A la table des hommes

Le dernier opus de Sylvie Germain oscille entre fantastique, parabole et conte initiatique. Né porcelet et transformé en homme dans un déluge de feu et un chaos absolu, Babel - surnommé ainsi du fait de la confusion dans laquelle il semble être lorsque des femmes le trouvent - sort de sa condition animale pour avancer vers celle des hommes. S'élever vers la condition humaine ? pas forcément car ces derniers sont souvent associés à la violence, la haine, la bassesse. Recueilli par une daine (après avoir perdu sa mère biologique et une femme qui lui offrira son lait avant de mourir) qui lui laissera en héritage la nécessité de se méfier des hommes, Babel va peu à peu rentrer dans le monde humain. Il va lui falloir découvrir le langage articulé, les goûts et les saveurs, les vêtements, les rapports sociaux, les codes etc..... C'est dans un monde bouleversé par une guerre, abîmé par une violence aigüe qu'il fait ses premiers pas et se confronte à la différence, au mépris mais aussi à l'affection. Considéré comme simplet, il conserve de sa première enveloppe une attention toute particulière aux bruits, aux odeurs, aux signes de la nature. Devenu homme, il cultive une belle curiosité qui va lui permettre de comprendre certaines règles, d'échanger avec les autres mais aussi d'apprivoiser les mots et le savoir. Le vocabulaire, la syntaxe, les phrases roulent moins dans sa bouche et se font plus fluides, comme le désordre intérieure qui l'agitait se calme peu à peu. D'Abel, il devient Babel, celui qui peu à peu apprivoise les langages, les subtilités de la langue et des mots. Il va aussi mieux comprendre les hommes et se frayer un chemin où l'écoute, le partage, l'entraide trouvent leur place.

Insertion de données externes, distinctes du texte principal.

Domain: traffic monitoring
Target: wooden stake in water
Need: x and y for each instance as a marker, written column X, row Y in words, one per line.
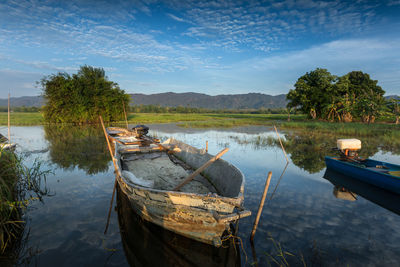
column 9, row 134
column 126, row 118
column 280, row 141
column 116, row 170
column 253, row 232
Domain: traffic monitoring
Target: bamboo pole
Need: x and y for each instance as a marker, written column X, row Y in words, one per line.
column 202, row 168
column 126, row 118
column 116, row 170
column 280, row 141
column 9, row 133
column 253, row 232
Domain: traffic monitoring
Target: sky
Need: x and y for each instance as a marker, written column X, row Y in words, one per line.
column 211, row 47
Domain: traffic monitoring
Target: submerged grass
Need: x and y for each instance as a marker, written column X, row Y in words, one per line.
column 208, row 120
column 18, row 185
column 22, row 118
column 355, row 128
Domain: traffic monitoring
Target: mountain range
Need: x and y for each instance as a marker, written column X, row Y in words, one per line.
column 240, row 101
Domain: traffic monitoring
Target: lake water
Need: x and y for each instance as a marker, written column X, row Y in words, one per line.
column 302, row 217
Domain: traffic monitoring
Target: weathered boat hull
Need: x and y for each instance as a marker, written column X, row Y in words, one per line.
column 368, row 172
column 198, row 216
column 147, row 244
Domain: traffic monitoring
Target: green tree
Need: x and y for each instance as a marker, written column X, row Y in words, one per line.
column 366, row 96
column 323, row 95
column 82, row 97
column 312, row 92
column 394, row 107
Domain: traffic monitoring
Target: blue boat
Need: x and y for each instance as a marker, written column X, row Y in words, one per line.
column 378, row 173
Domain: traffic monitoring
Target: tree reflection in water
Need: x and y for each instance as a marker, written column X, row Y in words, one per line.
column 78, row 146
column 307, row 150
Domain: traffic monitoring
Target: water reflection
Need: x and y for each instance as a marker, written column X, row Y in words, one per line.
column 78, row 146
column 354, row 187
column 146, row 244
column 307, row 150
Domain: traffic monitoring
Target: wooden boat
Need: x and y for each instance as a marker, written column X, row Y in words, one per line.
column 147, row 244
column 148, row 173
column 378, row 173
column 5, row 144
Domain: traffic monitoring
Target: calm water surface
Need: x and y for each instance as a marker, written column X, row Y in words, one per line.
column 302, row 217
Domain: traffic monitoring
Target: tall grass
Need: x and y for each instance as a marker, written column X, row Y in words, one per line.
column 22, row 118
column 18, row 185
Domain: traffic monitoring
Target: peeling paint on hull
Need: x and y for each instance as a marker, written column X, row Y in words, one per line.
column 188, row 214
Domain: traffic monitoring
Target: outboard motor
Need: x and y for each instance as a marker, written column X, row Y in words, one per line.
column 348, row 148
column 140, row 130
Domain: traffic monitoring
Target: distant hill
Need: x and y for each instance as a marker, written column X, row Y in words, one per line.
column 240, row 101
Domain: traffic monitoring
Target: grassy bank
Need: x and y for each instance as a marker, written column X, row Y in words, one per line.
column 22, row 118
column 206, row 120
column 18, row 185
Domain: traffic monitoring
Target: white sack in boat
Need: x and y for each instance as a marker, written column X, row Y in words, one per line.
column 133, row 179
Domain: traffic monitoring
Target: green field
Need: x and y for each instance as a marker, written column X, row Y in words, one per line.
column 206, row 120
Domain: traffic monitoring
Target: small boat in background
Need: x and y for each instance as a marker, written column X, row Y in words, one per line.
column 149, row 173
column 378, row 173
column 5, row 144
column 353, row 188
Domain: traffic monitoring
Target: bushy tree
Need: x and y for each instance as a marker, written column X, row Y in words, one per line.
column 326, row 96
column 82, row 97
column 312, row 91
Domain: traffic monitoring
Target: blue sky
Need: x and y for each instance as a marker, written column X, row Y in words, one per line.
column 212, row 47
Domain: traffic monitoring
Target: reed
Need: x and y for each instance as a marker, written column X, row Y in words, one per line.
column 19, row 185
column 22, row 118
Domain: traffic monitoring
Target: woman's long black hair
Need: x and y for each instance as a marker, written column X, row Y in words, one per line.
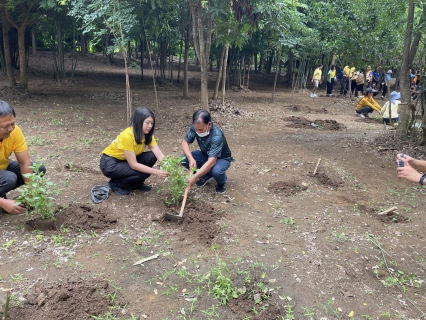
column 138, row 118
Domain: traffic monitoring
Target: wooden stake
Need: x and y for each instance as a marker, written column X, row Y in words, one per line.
column 316, row 168
column 387, row 211
column 155, row 256
column 6, row 305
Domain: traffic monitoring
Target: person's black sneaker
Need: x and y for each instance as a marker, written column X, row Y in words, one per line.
column 143, row 187
column 220, row 188
column 202, row 182
column 118, row 189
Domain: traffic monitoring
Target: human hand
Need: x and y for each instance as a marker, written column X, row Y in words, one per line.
column 192, row 163
column 162, row 174
column 192, row 180
column 407, row 172
column 409, row 159
column 12, row 208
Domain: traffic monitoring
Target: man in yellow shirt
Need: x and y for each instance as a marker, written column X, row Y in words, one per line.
column 366, row 105
column 11, row 172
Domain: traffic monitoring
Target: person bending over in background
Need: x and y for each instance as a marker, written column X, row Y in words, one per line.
column 331, row 76
column 12, row 172
column 410, row 169
column 395, row 96
column 367, row 104
column 125, row 161
column 316, row 79
column 213, row 159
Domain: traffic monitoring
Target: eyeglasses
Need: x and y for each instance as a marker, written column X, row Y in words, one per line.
column 4, row 128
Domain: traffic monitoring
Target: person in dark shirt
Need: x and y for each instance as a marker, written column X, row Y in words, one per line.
column 214, row 156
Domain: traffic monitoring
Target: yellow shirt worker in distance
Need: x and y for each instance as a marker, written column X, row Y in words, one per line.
column 12, row 140
column 367, row 105
column 124, row 160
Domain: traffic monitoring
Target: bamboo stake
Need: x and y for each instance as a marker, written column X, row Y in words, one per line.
column 316, row 168
column 6, row 305
column 155, row 256
column 387, row 211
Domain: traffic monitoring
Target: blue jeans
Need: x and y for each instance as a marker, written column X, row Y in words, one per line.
column 218, row 172
column 11, row 178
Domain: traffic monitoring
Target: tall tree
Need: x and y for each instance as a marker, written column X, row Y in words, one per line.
column 20, row 24
column 202, row 16
column 411, row 44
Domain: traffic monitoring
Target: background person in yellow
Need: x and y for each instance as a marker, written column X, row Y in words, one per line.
column 367, row 104
column 124, row 160
column 316, row 79
column 11, row 172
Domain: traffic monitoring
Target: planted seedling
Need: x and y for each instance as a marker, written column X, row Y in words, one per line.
column 175, row 184
column 37, row 194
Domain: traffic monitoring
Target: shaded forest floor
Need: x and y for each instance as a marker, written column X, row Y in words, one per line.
column 294, row 244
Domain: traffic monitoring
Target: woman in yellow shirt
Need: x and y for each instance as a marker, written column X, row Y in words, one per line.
column 124, row 160
column 316, row 79
column 367, row 104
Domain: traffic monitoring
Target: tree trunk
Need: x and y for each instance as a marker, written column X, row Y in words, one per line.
column 290, row 65
column 276, row 72
column 33, row 40
column 406, row 105
column 7, row 57
column 25, row 13
column 219, row 73
column 202, row 42
column 224, row 65
column 83, row 44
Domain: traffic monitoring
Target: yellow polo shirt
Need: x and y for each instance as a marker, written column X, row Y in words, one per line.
column 126, row 141
column 14, row 143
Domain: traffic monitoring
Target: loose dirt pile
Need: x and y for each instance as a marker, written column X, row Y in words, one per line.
column 306, row 109
column 303, row 123
column 227, row 110
column 286, row 188
column 71, row 300
column 78, row 217
column 199, row 223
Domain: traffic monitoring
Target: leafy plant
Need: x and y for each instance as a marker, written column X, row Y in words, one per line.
column 36, row 194
column 223, row 289
column 176, row 182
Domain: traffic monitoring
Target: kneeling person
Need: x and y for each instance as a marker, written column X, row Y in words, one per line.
column 124, row 160
column 11, row 172
column 214, row 156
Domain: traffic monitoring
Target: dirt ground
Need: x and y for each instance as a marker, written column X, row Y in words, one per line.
column 294, row 245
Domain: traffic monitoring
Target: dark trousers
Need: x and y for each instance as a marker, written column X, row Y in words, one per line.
column 218, row 172
column 330, row 86
column 385, row 90
column 353, row 86
column 119, row 171
column 344, row 85
column 365, row 110
column 11, row 178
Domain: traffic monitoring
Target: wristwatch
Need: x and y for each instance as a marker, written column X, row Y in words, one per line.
column 422, row 178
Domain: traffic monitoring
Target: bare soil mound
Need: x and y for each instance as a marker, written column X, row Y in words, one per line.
column 255, row 300
column 303, row 123
column 286, row 188
column 229, row 109
column 77, row 217
column 70, row 300
column 325, row 180
column 199, row 223
column 307, row 109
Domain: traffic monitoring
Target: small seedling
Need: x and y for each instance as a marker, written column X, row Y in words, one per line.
column 176, row 182
column 36, row 194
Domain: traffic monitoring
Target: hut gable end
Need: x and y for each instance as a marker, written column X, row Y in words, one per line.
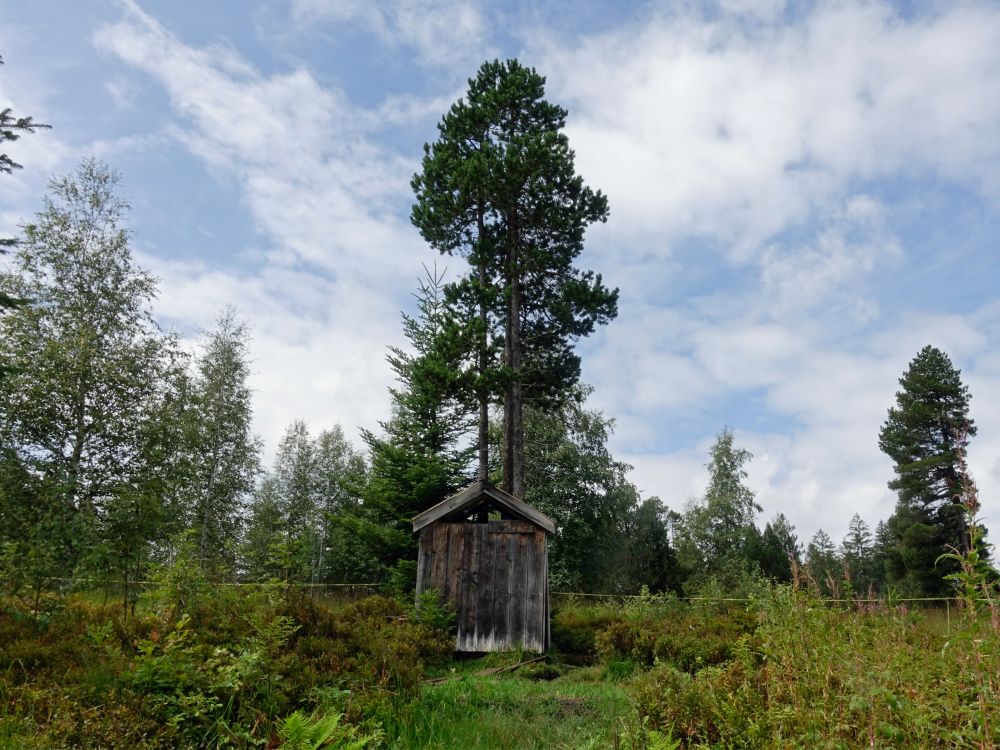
column 494, row 571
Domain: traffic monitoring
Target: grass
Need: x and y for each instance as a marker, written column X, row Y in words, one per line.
column 576, row 710
column 242, row 670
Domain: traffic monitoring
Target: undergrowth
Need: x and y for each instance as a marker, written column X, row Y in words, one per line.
column 232, row 669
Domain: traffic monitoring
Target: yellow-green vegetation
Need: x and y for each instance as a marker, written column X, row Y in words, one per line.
column 226, row 668
column 230, row 669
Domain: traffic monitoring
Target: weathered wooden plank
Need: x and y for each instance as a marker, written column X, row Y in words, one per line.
column 421, row 561
column 547, row 614
column 534, row 627
column 453, row 585
column 482, row 631
column 501, row 592
column 470, row 581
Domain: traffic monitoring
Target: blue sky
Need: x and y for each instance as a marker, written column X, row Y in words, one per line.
column 802, row 196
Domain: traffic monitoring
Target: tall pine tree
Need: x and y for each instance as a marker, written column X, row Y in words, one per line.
column 499, row 186
column 926, row 434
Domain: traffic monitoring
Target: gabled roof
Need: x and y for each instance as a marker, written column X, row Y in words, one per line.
column 481, row 492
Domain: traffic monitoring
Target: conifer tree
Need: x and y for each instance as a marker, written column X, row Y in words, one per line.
column 720, row 537
column 422, row 454
column 823, row 562
column 225, row 455
column 86, row 410
column 925, row 434
column 11, row 129
column 499, row 187
column 857, row 553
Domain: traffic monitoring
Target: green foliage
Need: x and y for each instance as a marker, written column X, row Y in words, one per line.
column 718, row 537
column 423, row 454
column 88, row 411
column 815, row 676
column 925, row 434
column 435, row 612
column 223, row 454
column 605, row 539
column 297, row 530
column 499, row 187
column 667, row 632
column 299, row 732
column 575, row 625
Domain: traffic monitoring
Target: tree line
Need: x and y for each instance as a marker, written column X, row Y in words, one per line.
column 121, row 451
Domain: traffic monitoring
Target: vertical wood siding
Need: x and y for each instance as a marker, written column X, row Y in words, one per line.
column 496, row 575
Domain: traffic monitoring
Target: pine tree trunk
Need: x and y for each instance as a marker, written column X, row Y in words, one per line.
column 513, row 469
column 484, row 396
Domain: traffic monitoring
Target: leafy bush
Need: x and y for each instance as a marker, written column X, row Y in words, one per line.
column 689, row 637
column 816, row 676
column 575, row 627
column 211, row 671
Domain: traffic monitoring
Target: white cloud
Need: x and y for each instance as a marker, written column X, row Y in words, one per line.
column 709, row 127
column 441, row 32
column 338, row 259
column 744, row 132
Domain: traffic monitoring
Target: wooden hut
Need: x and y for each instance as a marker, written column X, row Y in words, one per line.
column 487, row 552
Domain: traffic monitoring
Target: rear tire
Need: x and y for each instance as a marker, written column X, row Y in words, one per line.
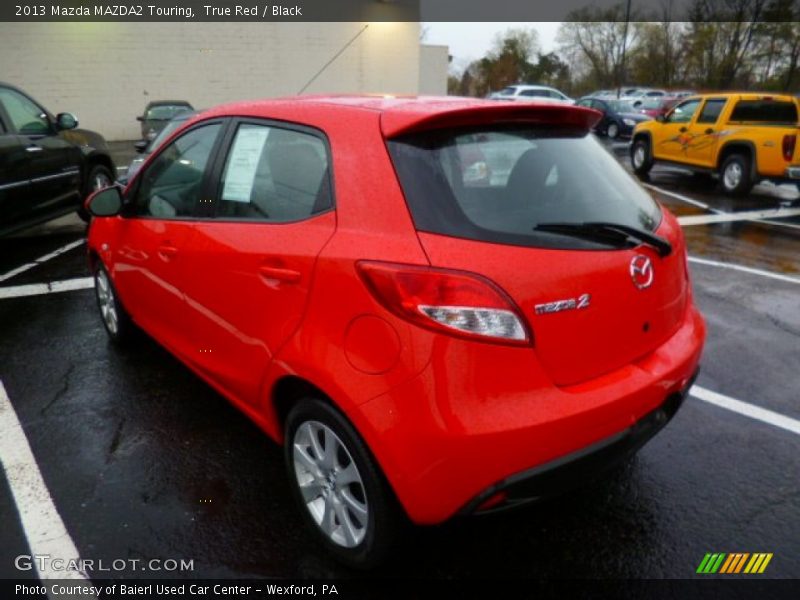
column 342, row 494
column 641, row 157
column 117, row 322
column 735, row 177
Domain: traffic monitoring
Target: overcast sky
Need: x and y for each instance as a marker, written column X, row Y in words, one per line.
column 469, row 41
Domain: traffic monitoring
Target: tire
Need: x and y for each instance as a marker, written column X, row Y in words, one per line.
column 98, row 178
column 735, row 176
column 117, row 322
column 358, row 520
column 641, row 157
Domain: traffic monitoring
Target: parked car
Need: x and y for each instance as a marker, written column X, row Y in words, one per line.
column 469, row 346
column 619, row 116
column 158, row 113
column 145, row 148
column 657, row 106
column 744, row 138
column 47, row 165
column 531, row 92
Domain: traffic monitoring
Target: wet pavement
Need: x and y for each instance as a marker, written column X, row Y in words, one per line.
column 143, row 460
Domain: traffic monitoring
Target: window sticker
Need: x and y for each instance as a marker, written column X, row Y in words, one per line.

Une dernière horreur lui permet de découvrir qu'il « n'est plus avide de découvrir davantage le langage des hommes, il lui suffit de faire bon usage des mots qu'il a appris, de préserver autour de chacun d'eux un espace de silence où les faire résonner. Il n'est plus désireux de plaire à ses semblables, d'être accepté par eux, il lui suffit d'avoir été aimé par quelques-uns et d'avoir aimé ceux-là. Il a reçu sa part de fraternité, des destructeurs la lui ont arrachée, mais sous la douleur de ce rapt, il conserve la joie d'avoir un jour reçu cette part d'amour et d'amitié, et cette joie, personne ne pourra la lui retirer. »
Une écriture poétique et subtile, des phrases ciselées mais légères, Sylvie Germain maîtrise parfaitement sa narration et nous emporte dans une histoire étonnante et puissante.